I am working on a simple client server program in C in which multiple clients will be connected to a single server.
Clients will submit operations/actions to the server and the server will process these requests. These operations may be expensive and/or long running so ideally I would like to have a thread pool on the server that can concurrently process requests rather than block the main thread.
In addition I also thought that using poll
(can't use epoll
as I need to be POSIX compliant) might be better performance wise rather than creating a new thread per socket connection (stems from the C10K problem: https://en.wikipedia.org/wiki/C10k_problem).

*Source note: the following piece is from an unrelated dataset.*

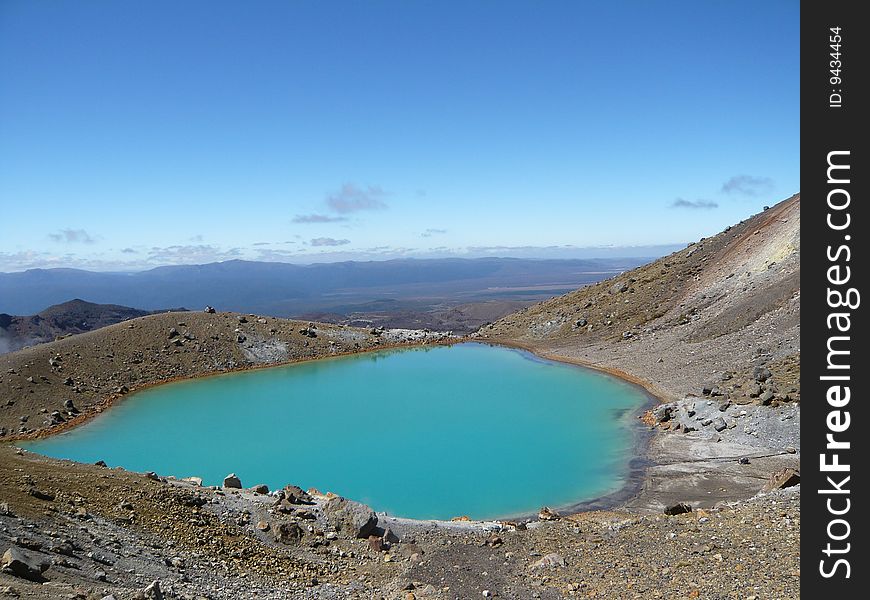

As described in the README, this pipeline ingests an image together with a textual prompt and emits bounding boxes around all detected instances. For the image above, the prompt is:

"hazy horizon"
[0,0,800,271]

So in theory the server might look like the following pseudo code
int main()
{
// Pretend these are initialized in some manner
ThreadPool thread_pool;
Socket server_listening_socket;
PolledFileDescriptors list_of_polled_fds;
// The first pollfd will be the listening socket which looks for read events on it
list_of_polled_fds[0].fd = server_listening_socket;
list_of_polled_fds[0].events = POLLIN;
while (true)
{
// Call poll on our list of file descriptors with unlimited timeout (-1)

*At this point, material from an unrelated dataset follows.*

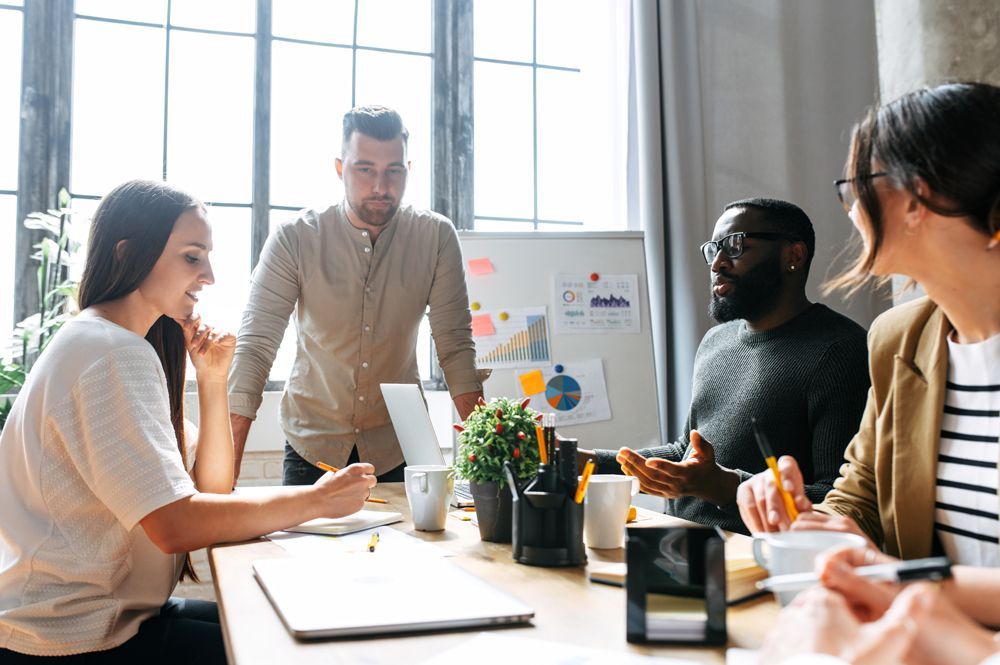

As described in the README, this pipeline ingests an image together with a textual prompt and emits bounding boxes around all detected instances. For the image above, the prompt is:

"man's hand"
[616,430,740,506]
[454,390,483,420]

poll(&list_of_polled_fds, number_of_fds, -1);
for (int i = 0; i < number_of_fds; i++)
{
// We received a read event on this file descriptor
if (list_of_polled_fds[i].revents & POLLIN)
{
// The listening socket has an event (meaning a new connection was created)
if (i == 0)
{
Socket client_socket = accept();
AddClientConnectionToListOfPollFds(&list_of_polled_fds, client_socket);
}
// A connected client has an event (data was sent over the socket)
else
{
ThreadPoolTask task = {
.argument = list_of_polled_fds[i].fd // client connected file descriptor
.function = SomeFunctionToReadDataFromSocketAndProcessIt
};
AddTaskToThreadPool(&thread_pool, &task);
}
}
}
}
return 0;
}
Now with this high level design I have a few concerns.

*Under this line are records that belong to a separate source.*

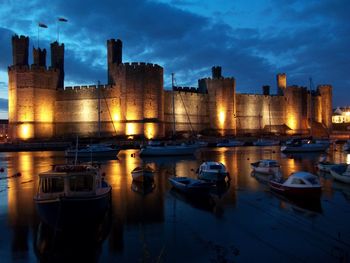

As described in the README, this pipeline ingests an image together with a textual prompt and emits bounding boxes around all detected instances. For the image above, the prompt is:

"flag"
[38,23,47,28]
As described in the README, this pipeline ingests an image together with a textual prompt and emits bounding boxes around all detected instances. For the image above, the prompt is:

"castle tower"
[317,85,333,130]
[277,73,287,96]
[51,41,64,89]
[198,67,236,135]
[107,39,123,84]
[211,66,222,79]
[12,35,29,66]
[33,47,46,68]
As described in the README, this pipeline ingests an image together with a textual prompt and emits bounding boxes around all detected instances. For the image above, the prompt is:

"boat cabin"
[38,165,103,198]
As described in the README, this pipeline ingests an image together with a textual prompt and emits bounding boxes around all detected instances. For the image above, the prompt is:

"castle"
[8,35,332,140]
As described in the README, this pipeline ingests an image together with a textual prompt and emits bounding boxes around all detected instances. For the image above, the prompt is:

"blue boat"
[169,177,214,195]
[34,165,112,228]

Single Message Causes Multiple Events
- Suppose the client tries to send the server a message of 10 bytes, but for some reason the bytes get split into 2 TCP packets.
- The first packet will come in on the client socket and this will cause
poll
to detect an event. - It will then place this socket into a task on the thread pool which will read and process the data.
- The second packet then comes in and causes poll to do the same thing.
- Now I have 2 tasks in my thread pool that correspond to the same socket and for what should be the same "message".
How should I manage this? Should I just keep track of which sockets are currently being worked on in the thread pool and not add the same socket if a task exists?
If I guard the thread pool from adding the same socket twice, then that means if a single client sends 2 independent requests, I will not be able to process them in parallel. I will have to wait for the first message to finish and then process the next one.
What is a good mechanism for detecting if multiple poll
events belong so a single client message so I can both not add redundant tasks to my thread pool, but still process multiple requests from the client simultaneously?